The job takes 1 hr to run now.

chulett · Post by **chulett** » Thu Dec 02, 2010 8:31 am

'Sweet spot' means you have to try various values, dialing it up and back down again until you find the appropriate value for this combination. Many things can affect this with the setting you've mentioned only part of it, for example your average record length, indexes on the target, disk subsystem write speed, database settings, how often you commit, network traffic, etc etc etc.

DataStage isn't anything magical and is just another Oracle client. It leverages the standard OCI interface and TCPIP transport layer and tuning loads for a job isn't all that different from going through the same exercise outside of the tool with the exception of understanding how the DataStage engine plays a role here and the movement path of the data (possibly) across your network. For large data volumes with minimal transformations with a single instance, sometimes it is better fall back on native tools like sqlplus / sqlldr / plsql rather than a tool that is meant to be able to extract and load heterogeneous data from anywhere to anywhere.

Abhijeet1980 · Post by **Abhijeet1980** » Thu Dec 30, 2010 9:51 am

Arpit,

Pls get in touch with your DBA, he would certainly be in good position to help you.

He may also help you know the differences in the behaviors of your queries (Toad and DataStage).

Lastly, try posting your query here.

Kind regards,
Abhijit Gaikwad

Post by **daignault** » Thu Dec 30, 2010 10:08 am

Hi All,

Why not create custom SQL within the Oracle stage? This way you won't pull 17Million rows of data across the net. Datastage can initiate the SQL thru a Datastage job.

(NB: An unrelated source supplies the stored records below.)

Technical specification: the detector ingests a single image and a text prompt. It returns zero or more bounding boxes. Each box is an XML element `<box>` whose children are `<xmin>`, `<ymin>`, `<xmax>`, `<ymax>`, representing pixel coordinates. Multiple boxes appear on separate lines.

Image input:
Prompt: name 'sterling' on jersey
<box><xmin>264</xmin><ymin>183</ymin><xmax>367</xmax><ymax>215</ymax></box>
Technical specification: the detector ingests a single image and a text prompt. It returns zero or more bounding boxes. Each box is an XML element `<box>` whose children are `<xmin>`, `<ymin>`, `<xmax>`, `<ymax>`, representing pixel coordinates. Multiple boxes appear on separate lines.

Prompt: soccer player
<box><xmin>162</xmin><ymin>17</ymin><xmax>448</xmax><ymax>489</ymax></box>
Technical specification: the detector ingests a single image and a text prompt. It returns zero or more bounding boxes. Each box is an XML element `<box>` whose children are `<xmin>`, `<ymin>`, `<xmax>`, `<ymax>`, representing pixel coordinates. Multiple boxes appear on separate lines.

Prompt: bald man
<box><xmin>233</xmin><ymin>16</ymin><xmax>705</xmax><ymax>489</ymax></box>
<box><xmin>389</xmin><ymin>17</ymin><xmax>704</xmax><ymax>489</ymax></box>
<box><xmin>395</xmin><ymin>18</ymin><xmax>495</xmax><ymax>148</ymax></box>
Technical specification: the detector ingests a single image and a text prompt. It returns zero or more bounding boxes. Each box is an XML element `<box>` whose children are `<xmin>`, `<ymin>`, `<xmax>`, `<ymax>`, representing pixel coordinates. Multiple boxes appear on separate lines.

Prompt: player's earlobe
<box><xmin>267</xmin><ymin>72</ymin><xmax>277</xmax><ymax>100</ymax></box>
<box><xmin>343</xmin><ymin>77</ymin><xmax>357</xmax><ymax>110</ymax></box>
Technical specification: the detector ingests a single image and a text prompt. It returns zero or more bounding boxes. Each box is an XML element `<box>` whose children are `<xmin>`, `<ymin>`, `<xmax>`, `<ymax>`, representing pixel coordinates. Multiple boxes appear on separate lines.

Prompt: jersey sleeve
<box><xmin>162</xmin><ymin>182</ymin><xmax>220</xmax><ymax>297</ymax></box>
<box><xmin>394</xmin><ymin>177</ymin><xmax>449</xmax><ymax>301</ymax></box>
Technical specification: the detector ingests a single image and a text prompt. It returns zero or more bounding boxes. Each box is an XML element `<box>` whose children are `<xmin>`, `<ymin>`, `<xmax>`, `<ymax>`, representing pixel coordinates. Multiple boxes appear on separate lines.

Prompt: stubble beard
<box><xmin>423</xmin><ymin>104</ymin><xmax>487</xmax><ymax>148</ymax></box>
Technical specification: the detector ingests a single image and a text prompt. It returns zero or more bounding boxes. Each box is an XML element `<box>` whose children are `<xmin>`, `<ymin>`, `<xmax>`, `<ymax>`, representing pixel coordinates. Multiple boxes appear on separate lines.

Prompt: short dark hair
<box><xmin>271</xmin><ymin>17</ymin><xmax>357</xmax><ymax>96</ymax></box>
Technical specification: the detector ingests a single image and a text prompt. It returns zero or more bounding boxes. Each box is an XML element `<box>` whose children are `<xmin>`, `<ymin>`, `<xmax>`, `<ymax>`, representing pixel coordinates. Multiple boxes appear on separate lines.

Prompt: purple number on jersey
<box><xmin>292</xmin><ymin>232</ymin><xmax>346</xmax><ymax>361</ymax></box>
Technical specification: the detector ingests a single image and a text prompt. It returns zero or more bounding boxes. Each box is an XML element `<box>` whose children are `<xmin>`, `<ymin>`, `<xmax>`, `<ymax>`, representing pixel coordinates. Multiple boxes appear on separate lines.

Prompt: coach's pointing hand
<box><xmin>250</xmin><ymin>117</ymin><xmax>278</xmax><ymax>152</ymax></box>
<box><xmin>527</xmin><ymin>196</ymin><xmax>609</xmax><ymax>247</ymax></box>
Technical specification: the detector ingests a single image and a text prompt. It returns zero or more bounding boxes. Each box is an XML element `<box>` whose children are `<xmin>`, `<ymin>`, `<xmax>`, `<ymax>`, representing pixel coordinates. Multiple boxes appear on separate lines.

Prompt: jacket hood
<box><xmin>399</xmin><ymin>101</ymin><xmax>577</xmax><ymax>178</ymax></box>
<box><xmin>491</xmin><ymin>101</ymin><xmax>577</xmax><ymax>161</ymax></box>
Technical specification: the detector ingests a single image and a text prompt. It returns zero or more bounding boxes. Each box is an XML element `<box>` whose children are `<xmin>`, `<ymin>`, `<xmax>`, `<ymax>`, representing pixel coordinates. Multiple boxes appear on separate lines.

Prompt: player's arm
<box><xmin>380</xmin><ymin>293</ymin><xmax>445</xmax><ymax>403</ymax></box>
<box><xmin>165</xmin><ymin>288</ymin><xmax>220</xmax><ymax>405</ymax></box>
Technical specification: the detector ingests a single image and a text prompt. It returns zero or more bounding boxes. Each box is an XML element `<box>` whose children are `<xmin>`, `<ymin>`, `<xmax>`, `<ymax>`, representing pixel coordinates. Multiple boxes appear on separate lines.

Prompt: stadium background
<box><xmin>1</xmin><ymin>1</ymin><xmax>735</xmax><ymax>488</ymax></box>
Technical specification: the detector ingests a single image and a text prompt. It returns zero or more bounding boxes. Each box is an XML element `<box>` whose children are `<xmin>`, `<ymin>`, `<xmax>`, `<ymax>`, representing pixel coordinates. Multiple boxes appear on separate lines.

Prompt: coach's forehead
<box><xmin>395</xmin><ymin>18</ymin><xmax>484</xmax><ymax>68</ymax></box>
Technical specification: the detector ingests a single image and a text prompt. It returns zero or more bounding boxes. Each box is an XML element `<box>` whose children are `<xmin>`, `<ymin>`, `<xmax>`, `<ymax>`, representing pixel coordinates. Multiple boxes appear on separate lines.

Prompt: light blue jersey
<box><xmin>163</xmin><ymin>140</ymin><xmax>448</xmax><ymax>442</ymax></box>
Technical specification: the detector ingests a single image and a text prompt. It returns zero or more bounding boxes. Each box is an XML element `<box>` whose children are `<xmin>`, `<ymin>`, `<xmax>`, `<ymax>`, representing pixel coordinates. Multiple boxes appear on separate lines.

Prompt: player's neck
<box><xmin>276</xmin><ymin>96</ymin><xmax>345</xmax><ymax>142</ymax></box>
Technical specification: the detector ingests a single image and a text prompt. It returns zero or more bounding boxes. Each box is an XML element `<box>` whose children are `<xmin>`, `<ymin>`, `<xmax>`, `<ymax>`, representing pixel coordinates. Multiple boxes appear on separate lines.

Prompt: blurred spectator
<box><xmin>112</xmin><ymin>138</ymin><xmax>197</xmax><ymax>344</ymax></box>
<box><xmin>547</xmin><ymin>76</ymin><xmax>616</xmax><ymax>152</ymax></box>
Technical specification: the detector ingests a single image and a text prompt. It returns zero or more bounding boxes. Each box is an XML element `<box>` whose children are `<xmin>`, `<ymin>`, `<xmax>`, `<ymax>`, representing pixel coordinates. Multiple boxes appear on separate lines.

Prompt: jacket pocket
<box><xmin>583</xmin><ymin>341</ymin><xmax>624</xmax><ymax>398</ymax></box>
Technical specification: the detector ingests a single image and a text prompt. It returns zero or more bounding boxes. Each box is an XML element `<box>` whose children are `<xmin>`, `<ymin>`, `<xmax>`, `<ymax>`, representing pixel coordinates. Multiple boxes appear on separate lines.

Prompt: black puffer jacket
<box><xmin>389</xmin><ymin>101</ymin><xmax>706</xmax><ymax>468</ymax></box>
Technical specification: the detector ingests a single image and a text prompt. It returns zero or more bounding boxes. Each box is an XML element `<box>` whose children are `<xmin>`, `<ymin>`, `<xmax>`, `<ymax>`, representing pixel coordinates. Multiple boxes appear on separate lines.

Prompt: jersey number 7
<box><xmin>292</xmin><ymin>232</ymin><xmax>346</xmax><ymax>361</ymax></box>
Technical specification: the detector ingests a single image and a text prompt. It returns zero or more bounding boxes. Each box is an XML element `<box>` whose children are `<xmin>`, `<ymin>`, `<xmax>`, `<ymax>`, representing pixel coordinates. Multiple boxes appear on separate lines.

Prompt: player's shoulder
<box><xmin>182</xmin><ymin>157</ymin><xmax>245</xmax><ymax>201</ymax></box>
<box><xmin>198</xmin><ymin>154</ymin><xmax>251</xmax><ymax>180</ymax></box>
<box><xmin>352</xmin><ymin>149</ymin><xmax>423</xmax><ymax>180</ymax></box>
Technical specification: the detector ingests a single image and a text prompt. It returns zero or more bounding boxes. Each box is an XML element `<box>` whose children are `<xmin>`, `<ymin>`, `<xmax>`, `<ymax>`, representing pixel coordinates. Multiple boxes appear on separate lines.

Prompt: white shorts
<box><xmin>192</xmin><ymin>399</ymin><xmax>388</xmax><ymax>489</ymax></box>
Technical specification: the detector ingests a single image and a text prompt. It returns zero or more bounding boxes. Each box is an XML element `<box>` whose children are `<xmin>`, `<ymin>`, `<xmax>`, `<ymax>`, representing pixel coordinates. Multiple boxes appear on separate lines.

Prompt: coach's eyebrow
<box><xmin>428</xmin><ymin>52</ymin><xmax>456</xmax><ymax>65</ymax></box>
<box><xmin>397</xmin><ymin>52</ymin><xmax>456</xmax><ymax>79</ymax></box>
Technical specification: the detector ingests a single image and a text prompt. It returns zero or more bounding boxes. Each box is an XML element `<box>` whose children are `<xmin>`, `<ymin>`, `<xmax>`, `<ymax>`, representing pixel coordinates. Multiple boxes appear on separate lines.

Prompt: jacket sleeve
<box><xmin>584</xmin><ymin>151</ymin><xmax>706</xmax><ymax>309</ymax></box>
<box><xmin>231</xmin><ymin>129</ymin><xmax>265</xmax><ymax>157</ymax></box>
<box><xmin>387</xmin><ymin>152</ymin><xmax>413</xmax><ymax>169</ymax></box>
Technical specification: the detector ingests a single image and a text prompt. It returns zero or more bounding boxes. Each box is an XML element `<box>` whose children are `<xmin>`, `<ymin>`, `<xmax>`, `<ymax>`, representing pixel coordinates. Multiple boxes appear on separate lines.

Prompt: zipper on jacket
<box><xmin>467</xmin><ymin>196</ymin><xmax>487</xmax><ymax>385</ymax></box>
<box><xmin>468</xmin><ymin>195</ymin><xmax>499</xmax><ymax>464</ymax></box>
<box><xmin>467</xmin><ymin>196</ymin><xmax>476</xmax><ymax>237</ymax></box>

I'm at a site right now where we are trying to do something similar, but with 2.3 BILLION rows of data on a multi-node grid. The designer tried to pull the data into Datastage across the network and process. By processing the data first on the source system before pulling the subset of rows into the datastage environment, we shaved 8 hours off the job execution time.

In larger sites with higher data volumes, the Network can become the primary bottleneck. So we removed it.

Regards